Sorunun “veya” diye başlayan ikinci kısmına benzer sorular da bahsettiğim imaları barındırabilir. Burada ezen ulusun ilerici aydınları, ezilenlerin kendilerine empati kurmasını istiyor. “Yahu kardeş biz ırkçı değiliz; buradaki “Türk” kavramının/sıfatının belirli bir tarihsel söylem içerisinde kurulmuşluğu/icat edilmişliği göz önüne alınamaz mı? Bu “Türk kavramının/sıfatının yerine illâ başka bir isim mi bulmamız lâzım!” imasıyla kendi yaşamlarından ve rutinlerinden ödün vermek istemiyorlar.

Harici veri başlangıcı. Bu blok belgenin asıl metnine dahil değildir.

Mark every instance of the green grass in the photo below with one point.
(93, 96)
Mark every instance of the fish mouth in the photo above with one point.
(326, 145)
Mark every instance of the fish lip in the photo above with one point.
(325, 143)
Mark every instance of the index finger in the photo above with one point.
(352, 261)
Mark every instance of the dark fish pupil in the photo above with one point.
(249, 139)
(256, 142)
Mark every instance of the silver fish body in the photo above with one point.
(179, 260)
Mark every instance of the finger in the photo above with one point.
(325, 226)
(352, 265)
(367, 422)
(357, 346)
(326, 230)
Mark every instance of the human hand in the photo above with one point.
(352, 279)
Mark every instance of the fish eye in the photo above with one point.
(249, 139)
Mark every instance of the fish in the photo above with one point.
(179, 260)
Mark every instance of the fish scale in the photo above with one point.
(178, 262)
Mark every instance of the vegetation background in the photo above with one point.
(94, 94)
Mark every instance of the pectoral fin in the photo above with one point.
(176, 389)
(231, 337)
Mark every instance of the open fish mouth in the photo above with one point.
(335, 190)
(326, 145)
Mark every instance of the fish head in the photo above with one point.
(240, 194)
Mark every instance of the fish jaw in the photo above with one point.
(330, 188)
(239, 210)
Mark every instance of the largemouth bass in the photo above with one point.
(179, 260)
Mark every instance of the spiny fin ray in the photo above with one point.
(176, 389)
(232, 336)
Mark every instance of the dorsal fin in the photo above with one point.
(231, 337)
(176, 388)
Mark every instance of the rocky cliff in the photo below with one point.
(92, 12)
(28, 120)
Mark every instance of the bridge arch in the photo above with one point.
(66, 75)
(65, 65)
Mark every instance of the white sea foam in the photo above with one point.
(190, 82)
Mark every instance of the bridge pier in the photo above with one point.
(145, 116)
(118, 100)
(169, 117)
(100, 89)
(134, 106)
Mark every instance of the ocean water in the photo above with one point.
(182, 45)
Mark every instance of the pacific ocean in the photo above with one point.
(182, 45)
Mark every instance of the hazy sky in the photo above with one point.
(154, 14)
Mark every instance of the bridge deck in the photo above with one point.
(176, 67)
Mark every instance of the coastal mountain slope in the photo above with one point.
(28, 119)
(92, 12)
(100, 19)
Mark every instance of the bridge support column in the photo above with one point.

Şimdi sizin derginizin ismi Hayal Perdesi. Bu isim sizi tanımlıyor. Siz bunu deklare ettiğinizden dolayı size bu isimle hitap etmemiz gerekiyor. “Kardeş size kısaca hayalperest desek olmuyor mu? Niye illâ bu Hayal Perdesi isminde diretiyorsunuz?” demek gibi bir şey bu.

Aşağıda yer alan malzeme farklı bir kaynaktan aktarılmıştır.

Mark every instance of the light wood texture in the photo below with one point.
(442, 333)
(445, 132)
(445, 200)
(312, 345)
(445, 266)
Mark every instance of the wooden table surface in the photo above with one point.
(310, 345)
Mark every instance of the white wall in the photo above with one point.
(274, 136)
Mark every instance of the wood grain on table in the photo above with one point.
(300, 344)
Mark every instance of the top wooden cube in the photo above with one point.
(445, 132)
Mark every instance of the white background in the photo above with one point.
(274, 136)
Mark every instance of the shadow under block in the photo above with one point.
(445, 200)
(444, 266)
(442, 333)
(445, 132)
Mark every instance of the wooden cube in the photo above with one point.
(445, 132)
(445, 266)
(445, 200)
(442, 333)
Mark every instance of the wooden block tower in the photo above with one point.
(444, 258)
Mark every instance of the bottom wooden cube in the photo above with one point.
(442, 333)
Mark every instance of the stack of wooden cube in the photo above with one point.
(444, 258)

Empati yeteneğimizi kaybettik... Bana on yaşıma kadar mahallede herkes “yumurcak” derdi ve ben bu isimden nefret ederdim. Çünkü o dönemlerde Türk sinemasında bir çocuk yıldıza benzediğimden bu ismi takmışlardı bana ve sadece ismi değil karakteri de benzetmeye çalışırlardı. Çocukken sinir olmama rağmen bu isme karşı koyamamıştım. On yaşıma bastığımda yeni bir eve ve yeni bir çevreye taşındık. Ailemdeki herkese bir daha bana asla “yumurcak” diye hitap etmemelerini çok net bir şekilde deklare ettim. Ailem “Hüseyin” isminin kendisinin “yumurcak” sıfatı/ismi kadar sempatik olmamasına rağmen isteğimden dolayı saygı gösterdiler ve bir daha beni o isimle çağırmadılar. Yeni çevrem de diğer ismi daha önce duymadığı için beni hep Hüseyin olarak çağırdı.
Evet, biraz çocuksu bir tanımlama oldu, ama ne olur eğer sizin can ciğer dostunuz, kardeşiniz ve aynı toprakları paylaşan komşularınız ismini değiştirmek istiyorsa bunu onlara çok görmeyin.
İkna olmasanız bile sadece onlar istiyor diye bu isteğe saygı gösterin. İnanın sizin çocuklarınız bunu bir sorun olarak bile görmeyecekler. Bizim oralarda Elma’ya Elma deniyor.